Bend To My Will

  






Kinetic Sound Sculpture

Medium: Etched Copper Plate, Linear Actuators, Steel
    Foot, Arduino, Contact Microphone, Transducers.


Nor again is there anyone who loves or pursues or desires to obtain pain of itself, because it is pain, but because occasionally circumstances occur in which toil and pain can procure him some great pleasure.” - Cicero

Bend To My Will portrays the shortsightedness and opportunism that constitute much of the current communicative discourse. Ideologies are increasingly being replaced by volatile pseudo standpoints, arguments are being substituted by catch phrases, juxtaposed monologues are staged as proxies for dialogue. An increasing fear of ambiguity caters for reactive bursts of resonances within a growing number of echo chambers across the political spectrum, as people look for belonging and cohesion.

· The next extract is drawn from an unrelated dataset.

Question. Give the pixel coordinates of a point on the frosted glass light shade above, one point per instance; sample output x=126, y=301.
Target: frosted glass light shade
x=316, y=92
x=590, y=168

In Bend To My Will, Ehlin controls and manipulates an ongoing electro-acoustic feedback loop by continuously changing the bent shape of a 2 meter tall copper plate. As the shape changes, so does the plate’s inherent resonant frequency, thereby breaking each resonance build-up so that it has to start over again from its new fundamental frequency. In a perpetuum mobile fashion the plate reflexively changes shape every time the feedback gets too loud, literally making it shy away every time the resonance crosses a certain threshold.
 


The engraving Lorem Ipsum… is a scrambled version of texts by Cicero on the topic of hedonism, opportunism and shortsightedness. Mostly without any reference to its original meaning the text has been the default exemplary text used in printing, along with copper, the original material of early printing technology. Through the continuous changing of resonant frequencies, the audience is invited to experience the shift between moments of ambiguity and peaks of howling clarity. Can we in days of echo chambers and filter bubbles afford to trust resounding resonance or do we need to learn to find acceptance and fulfilment within the ambiguous and opaque?